NJ workers' retirement benefits can grow if employer health plan costs are reduced

The United States is hitting "peak 65" this year, with 4.1 million baby boomers reaching this retirement age. Unfortunately, much of this silver tsunami does not have adequate retirement savings. Median retirement savings among baby boomers is only about $200,000 and for Generation X around $100,000. America is facing a retirement savings crisis.

Employers can help younger generations adequately save for retirement by offering retirement plans that match employees' contributions up to a certain amount. Unfortunately, employer-sponsored retirement benefits have been squeezed in recent years by runaway health plan costs. Employers have a responsibility to take control of their high-cost health plans by analyzing their claims data. They can use the ensuing savings in a variety of productive ways, including boosting retirement benefits, reducing health plan premiums, increasing wages or bonuses and reinvesting back into the business.

According to the Kaiser Family Foundation, the average annual employer-sponsored family health care premium reached $24,000 in 2023, a 50% increase over the last decade. These escalating costs cannibalize the funds employers could otherwise have put toward retirement benefits or wage increases. A new JAMA study finds health care premiums as a share of total employee compensation have increased from an average of 7.9% in 1988 to 17.7% in 2019, reducing wage growth by $125,000. Dave Chase, CEO of Health Rosetta, estimates the average annual retirement account balance would be around $1,000,000 without this health care hyperinflation tax over the past 30 years.
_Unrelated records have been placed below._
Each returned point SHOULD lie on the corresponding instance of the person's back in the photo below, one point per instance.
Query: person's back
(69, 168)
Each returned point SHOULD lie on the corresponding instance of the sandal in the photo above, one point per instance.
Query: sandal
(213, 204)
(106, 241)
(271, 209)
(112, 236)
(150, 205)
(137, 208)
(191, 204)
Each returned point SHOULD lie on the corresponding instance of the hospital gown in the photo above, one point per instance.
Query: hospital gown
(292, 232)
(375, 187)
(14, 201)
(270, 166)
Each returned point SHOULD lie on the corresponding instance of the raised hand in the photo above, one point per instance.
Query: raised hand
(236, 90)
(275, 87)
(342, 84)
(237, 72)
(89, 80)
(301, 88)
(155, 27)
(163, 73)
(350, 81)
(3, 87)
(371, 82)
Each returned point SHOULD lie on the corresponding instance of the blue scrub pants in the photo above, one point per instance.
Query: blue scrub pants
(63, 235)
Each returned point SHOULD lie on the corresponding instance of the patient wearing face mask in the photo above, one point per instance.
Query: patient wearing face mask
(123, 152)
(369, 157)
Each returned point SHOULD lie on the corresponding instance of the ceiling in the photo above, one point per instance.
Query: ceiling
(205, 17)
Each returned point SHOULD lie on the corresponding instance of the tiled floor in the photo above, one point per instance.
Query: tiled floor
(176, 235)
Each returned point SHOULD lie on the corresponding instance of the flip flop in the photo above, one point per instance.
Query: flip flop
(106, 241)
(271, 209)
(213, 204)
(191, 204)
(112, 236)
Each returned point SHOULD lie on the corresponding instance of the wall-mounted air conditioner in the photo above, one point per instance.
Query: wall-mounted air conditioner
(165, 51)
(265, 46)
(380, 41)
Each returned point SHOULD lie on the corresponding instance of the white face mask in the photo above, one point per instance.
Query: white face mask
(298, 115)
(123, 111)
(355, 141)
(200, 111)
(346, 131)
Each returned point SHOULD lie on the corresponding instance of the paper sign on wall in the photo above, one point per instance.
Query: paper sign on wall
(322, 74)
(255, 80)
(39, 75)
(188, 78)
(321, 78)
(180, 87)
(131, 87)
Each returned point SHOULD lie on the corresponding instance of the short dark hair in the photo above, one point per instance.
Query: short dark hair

Consider the major impact of a minor employer retirement benefit. Take an entry-level employee who earns $40,000 a year, receives a 3% annual raise, and contributes 5% of her salary to her employer's 401(k) program. If the 401(k) earns a conservative 7% annual return for 35 years, this employee would save $394,136 for retirement. If her employer could contribute a mere 2% of her salary in a matching program, her retirement account would grow by 40% to $550,390 over the same time frame. A full 5% employer match would grow the account by 113% to $841,311.

Stethoscope with dollar shaped cord standing on turquoise background. Vignette effect applied.
Stethoscope with dollar shaped cord standing on turquoise background. Vignette effect applied.

Reducing outrageous health plan costs to free up such retirement benefits starts with employers accessing their health claims data. By analyzing their historical payment receipts, they can spot plan overcharges and identify high-value care. They can audit their claims data against actual prices to spot overbilling and fraud. This information is imperative to make rational health plan decisions to reduce health plan costs and share the savings with employees.

Unfortunately, many health insurance companies are blocking employer access to claims data to make it easier to continue overcharging and profiteering. They routinely stonewall employers trying to access their health plan receipts despite legal requirements to turn over this information. Major employers and unions nationwide, including  Kraft HeinzOwens & Minor Inc., and Bricklayers and Sheet Metal Workers unions, have recently been forced to sue their health insurance companies to access their claims data and accurate pricing information. They've identified billions of dollars in overcharges facilitated by the opaque status quo.

With broad claims data access, employer health plan cost-cutting can follow the recent decline in retirement benefit costs. Several years ago, employers faced a series of lawsuits for violating their fiduciary duty to responsibly steward employee benefits by offering costly 401(k) programs full of hidden fees charged by the financial institutions managing the plans. One outcome of these lawsuits is that employees today enjoy far more low-cost index funds that maximize returns in their 401(k) plans.

Employers also have a fiduciary duty to manage health benefits in the best interest of their employees. And employers are also facing lawsuits from the same firms that successfully challenged the retirement industry. Bipartisan health care price transparency legislation currently being negotiated in Congress would overcome the widespread information blocking by health insurance companies, allowing employers to fulfill their fiduciary duty.

When employers can appropriately manage their health plan spending, they can share savings with employees through higher wages and increased 401(k) contributions, boosting retirement accounts and helping the country stave off its retirement savings crisis. A comfortable retirement can become the norm, not the exception.

Christin Deacon is the former Director of Health Benefits Operations and Policy and Planning for New Jersey.